Explorers of the New Century
Updated: My review here.
There’s a new book coming from Magnus Mills apparently to be called “Explorers of the New Century,” but alas, it won’t be out until September of 2005. Mills is one of the only authors that I purposefully query Amazon for looking for new titles, so I was pleased to see this one is coming. I hate to judge a book by its cover, but since I also have a keen interest in exploration, I’m excited about the prospects for this one.
All of his books take place in cloistered little worlds populated with obsessive people going about their oddly mundane tasks. But there’s always something slightly off and mildly sinister lurking behind the scenes that’s never quite fully exposed. It’s hard to explain why this makes for such compelling literature (though in my mind that’s exactly what makes it so compelling.) Perhaps it has something to do with the dry, deadpan style Mills employs to express the quite pride the main character always shows in his manual labors.
Here’s the only bit of recent news I could find about the book and Mills out on the web:
It’s set on an imaginary expedition to reach somewhere called ‘the furthest point from civilisation’. The brilliance is in the portrayal of the internal politics of the two groups of explorers. […] Mills has not only moved publishers, he has also moved jobs. After driving the 137 and 159 buses out of Streatham Bus Garage, he became a postman, only, so the story goes, so that he could say he had become “a man of letters”. Now he subsidises his writing by driving a van for British Telecom and he’s still with letters - he delivers the internal mail from London to Oxford.

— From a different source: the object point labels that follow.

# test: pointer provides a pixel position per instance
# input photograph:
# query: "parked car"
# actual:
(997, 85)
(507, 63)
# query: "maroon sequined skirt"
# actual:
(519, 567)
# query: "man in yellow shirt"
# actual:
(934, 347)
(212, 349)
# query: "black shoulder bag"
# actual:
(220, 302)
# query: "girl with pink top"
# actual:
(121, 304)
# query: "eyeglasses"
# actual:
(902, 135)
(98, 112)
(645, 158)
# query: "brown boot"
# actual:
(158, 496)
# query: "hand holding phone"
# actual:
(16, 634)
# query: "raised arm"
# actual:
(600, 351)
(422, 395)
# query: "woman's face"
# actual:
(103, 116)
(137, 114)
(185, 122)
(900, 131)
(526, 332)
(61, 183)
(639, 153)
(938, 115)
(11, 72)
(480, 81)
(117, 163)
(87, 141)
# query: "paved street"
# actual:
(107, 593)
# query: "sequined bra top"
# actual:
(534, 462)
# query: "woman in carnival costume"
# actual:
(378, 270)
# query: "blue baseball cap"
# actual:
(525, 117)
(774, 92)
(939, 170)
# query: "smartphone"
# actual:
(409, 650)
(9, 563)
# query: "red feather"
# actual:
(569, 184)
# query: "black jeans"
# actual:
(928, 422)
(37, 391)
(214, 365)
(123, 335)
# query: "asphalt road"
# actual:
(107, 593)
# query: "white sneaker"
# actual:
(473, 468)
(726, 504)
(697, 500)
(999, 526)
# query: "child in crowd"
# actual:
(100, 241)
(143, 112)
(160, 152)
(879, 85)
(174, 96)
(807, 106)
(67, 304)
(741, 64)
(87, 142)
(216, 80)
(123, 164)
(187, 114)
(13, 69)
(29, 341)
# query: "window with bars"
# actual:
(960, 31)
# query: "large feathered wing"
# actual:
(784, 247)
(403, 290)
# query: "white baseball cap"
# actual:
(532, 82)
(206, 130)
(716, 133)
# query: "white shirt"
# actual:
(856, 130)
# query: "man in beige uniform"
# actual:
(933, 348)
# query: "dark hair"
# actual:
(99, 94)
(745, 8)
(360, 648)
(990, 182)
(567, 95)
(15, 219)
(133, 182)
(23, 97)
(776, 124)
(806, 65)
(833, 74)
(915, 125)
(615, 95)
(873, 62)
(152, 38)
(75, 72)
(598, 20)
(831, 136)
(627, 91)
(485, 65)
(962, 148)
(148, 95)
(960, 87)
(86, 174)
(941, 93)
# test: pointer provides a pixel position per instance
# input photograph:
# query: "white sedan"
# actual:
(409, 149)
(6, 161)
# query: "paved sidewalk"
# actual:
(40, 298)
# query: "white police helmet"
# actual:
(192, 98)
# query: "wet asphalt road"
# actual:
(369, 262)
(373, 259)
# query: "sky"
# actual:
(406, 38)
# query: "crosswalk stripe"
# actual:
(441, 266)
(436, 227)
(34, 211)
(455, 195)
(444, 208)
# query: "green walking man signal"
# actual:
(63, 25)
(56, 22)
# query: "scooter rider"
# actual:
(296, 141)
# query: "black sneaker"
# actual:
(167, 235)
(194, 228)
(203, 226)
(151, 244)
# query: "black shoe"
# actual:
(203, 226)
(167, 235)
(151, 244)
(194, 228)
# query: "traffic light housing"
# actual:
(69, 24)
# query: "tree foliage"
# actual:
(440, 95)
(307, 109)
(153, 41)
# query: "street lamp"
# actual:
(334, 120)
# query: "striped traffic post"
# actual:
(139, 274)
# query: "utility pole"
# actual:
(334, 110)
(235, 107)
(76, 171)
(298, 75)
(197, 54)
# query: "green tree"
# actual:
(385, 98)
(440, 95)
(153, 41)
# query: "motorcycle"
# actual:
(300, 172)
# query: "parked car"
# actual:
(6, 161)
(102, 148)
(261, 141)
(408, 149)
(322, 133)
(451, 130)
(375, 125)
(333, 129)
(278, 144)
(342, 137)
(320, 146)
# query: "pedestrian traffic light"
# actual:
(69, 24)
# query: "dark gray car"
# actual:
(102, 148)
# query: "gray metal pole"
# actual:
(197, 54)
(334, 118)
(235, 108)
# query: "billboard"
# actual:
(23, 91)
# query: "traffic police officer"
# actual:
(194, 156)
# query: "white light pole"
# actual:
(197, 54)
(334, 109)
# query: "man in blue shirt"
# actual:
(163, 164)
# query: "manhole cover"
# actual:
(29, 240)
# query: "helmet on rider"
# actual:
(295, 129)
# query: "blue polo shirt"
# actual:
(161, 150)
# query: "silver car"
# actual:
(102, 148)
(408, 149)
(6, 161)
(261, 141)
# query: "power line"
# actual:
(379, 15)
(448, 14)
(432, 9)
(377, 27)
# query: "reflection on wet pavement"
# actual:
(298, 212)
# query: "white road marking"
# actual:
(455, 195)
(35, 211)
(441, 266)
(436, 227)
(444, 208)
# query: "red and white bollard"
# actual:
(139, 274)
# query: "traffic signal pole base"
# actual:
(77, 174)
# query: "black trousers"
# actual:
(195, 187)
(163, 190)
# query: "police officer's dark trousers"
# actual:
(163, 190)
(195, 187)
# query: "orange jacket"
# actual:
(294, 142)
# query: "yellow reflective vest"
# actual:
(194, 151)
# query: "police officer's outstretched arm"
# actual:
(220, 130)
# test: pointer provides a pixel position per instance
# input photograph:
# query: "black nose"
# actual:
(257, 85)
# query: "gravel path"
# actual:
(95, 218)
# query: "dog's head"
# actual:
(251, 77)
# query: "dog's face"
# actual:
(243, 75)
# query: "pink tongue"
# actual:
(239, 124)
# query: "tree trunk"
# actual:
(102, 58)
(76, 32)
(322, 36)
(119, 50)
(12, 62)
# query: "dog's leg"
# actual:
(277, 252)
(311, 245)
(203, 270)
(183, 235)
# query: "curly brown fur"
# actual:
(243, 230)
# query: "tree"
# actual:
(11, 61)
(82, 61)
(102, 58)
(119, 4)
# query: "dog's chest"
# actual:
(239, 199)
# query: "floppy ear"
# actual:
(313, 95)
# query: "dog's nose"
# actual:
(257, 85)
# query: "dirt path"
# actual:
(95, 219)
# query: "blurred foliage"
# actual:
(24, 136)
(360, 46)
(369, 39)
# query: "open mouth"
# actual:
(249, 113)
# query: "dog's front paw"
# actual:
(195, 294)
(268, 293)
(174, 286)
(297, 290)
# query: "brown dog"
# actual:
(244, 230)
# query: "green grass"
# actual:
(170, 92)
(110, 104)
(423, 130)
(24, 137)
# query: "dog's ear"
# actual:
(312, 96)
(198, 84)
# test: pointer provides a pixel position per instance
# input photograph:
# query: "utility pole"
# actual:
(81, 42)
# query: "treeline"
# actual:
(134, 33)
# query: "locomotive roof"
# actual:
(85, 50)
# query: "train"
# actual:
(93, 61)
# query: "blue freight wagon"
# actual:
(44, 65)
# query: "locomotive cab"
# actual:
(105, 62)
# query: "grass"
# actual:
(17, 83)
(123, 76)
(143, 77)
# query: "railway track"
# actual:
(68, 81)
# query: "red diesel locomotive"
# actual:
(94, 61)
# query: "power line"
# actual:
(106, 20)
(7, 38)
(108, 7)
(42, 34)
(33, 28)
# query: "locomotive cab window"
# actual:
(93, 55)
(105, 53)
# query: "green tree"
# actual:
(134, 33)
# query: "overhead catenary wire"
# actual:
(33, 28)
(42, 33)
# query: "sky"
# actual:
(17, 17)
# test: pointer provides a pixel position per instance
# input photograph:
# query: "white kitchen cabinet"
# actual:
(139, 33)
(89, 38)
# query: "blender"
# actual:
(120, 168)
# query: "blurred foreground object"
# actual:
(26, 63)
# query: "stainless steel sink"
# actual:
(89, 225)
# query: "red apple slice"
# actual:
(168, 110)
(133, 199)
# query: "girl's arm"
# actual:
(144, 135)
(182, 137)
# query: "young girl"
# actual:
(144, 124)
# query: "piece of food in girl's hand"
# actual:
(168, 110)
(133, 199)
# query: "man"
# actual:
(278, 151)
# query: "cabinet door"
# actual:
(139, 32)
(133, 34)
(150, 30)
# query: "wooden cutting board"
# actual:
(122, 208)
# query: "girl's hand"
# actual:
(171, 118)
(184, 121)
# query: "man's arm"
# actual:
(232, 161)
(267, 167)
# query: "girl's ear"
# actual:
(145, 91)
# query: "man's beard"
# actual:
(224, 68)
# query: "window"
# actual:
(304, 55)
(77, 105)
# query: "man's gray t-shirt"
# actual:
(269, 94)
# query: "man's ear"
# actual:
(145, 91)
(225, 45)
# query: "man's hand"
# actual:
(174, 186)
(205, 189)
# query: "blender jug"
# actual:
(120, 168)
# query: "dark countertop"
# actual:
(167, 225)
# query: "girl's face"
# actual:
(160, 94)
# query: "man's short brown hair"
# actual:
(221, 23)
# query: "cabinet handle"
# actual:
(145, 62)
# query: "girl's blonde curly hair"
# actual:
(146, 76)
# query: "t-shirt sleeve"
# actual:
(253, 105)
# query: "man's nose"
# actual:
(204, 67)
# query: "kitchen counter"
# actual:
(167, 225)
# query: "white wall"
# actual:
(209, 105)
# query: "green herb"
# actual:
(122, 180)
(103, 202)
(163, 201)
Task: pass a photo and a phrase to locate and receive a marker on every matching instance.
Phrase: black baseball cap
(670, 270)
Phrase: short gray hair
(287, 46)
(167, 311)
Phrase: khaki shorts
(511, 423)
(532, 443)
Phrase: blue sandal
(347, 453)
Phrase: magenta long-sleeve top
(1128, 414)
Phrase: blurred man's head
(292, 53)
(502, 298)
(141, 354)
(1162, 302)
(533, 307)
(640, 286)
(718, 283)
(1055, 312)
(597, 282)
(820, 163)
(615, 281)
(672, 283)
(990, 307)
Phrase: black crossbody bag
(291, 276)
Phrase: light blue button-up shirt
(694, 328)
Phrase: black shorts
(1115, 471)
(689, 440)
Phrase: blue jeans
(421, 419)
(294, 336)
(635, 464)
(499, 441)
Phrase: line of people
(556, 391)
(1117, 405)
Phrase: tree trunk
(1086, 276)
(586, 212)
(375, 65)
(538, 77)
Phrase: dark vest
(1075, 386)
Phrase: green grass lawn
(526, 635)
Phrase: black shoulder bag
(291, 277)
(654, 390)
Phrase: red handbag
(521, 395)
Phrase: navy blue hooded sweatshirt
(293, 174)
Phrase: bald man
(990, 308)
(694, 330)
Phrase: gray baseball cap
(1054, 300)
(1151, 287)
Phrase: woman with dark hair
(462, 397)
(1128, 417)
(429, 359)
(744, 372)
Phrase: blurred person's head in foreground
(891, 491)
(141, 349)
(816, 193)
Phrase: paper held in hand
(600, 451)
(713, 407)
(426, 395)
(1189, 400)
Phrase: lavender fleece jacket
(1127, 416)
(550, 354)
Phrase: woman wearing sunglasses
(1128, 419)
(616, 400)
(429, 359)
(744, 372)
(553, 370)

I, too, regularly search Amazon for news of any new Magnus Mills work, and was delighted to see ‘Explorers of the New Century’ advertised there as a ‘not yet published’ book. September 2005 seems a very long way away…Mills has made me laugh aloud more than any other author I’ve read - a fact which bemuses many of my friends - and their bemusement bemuses me. The scene in which the protagonist attempts to order groceries by telephone in ‘All Quiet on the Orient Express’ is the funniest thing I have ever read, and after reading ‘The Scheme for Full Employment’, I regulalrly attempt to take ‘an early swerve’ from work. I look forward to this new novel. In fact, I can hardly wait.